2.3. AVIRIS data AVIRIS is an optical sensor that records the upwelling spectral radiance in 224 contiguous spectral bands with wavelengths from 400 to 2500 nm. The high-altitude AVIRIS data of the Park City area have a pixel size of 20 m and were obtained on 5 August 1998. The data range for this imagery is from Band 1, with a bandcenter of 369.07 nm, to Band 224, with a bandcenter of 2507.50 nm. The bandwidth is approximately 10 nm. The AVIRIS radiance data of the study site are calibrated to reflectance data using a radiative transfer model (ATREM) and in situ spectra from several field calibration sites. 2.4. Ground truth data The US Geological Survey 1:24,000 scale Digital Orthophotoquad (DOQ) maps of the Park City area

are used to provide ground control points and to geometrically rectify the TOPSAR and AVIRIS images. Since the DOQ maps were obtained in 1993, whereas the AVIRIS and the TOPSAR data were acquired in 1998, many land cover types have changed in the study area. Field checks were conducted to provide additional ground truth data.
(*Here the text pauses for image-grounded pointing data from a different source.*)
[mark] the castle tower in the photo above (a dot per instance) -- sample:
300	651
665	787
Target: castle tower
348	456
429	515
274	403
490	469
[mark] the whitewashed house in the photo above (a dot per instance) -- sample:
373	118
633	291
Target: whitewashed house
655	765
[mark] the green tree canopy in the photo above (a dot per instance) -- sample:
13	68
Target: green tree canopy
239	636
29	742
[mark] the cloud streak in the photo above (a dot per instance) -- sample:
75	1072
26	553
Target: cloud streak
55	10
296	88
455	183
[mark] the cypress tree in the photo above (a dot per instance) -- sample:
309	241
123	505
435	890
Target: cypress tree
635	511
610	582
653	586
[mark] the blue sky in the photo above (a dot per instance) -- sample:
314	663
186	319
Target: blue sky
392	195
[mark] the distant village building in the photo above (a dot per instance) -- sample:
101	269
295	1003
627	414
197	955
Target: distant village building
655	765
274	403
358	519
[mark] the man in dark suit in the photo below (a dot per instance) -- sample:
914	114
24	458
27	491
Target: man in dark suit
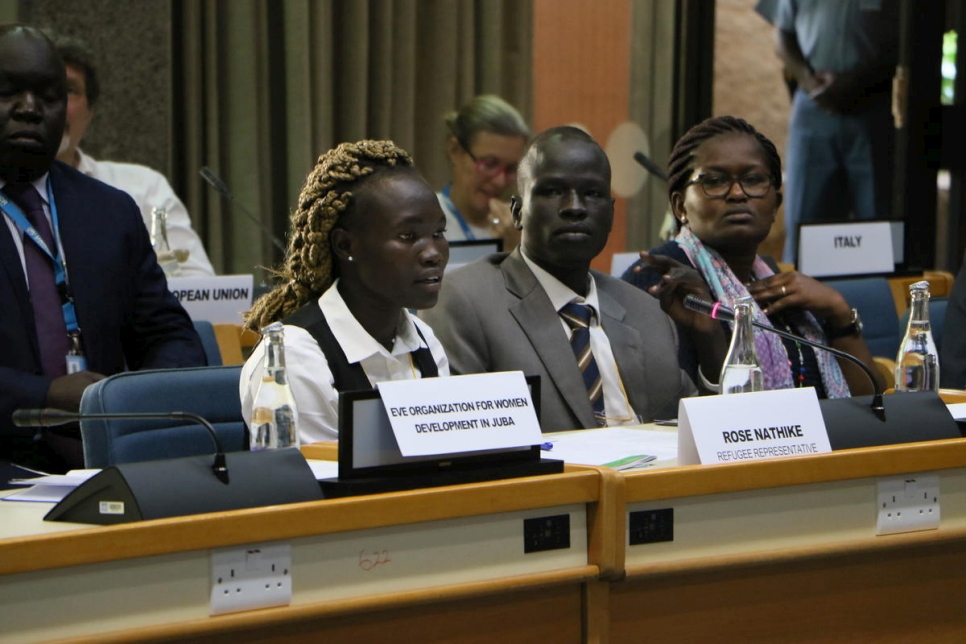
81	293
605	354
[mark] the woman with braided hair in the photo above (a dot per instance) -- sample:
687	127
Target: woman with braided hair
724	186
367	243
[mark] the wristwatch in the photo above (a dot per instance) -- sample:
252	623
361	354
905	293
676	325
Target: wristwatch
853	328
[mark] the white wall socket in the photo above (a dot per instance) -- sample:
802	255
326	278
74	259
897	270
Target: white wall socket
908	504
250	577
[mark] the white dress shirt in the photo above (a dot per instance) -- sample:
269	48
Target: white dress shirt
150	189
308	372
617	408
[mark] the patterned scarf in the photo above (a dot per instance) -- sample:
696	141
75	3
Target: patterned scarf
726	288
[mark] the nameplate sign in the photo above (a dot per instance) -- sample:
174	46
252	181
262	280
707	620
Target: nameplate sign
217	299
751	427
461	413
855	248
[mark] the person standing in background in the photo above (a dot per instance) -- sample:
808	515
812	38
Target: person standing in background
605	352
147	187
485	143
842	55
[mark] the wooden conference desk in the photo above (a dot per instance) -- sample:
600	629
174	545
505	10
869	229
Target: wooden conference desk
452	568
786	551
3. Techniques for data fusion 3.1. Minimum noise fraction (MNF) transformation There are 224 bands in the AVIRIS data. However, only three bands can be used to perform the IHS transformation. Neighbouring spectral bands exhibit high interband correlations resulting in a large amount of redundancy. Therefore, the MNF transformation is used to reduce the data dimensionality of AVIRIS data before performing the data fusion.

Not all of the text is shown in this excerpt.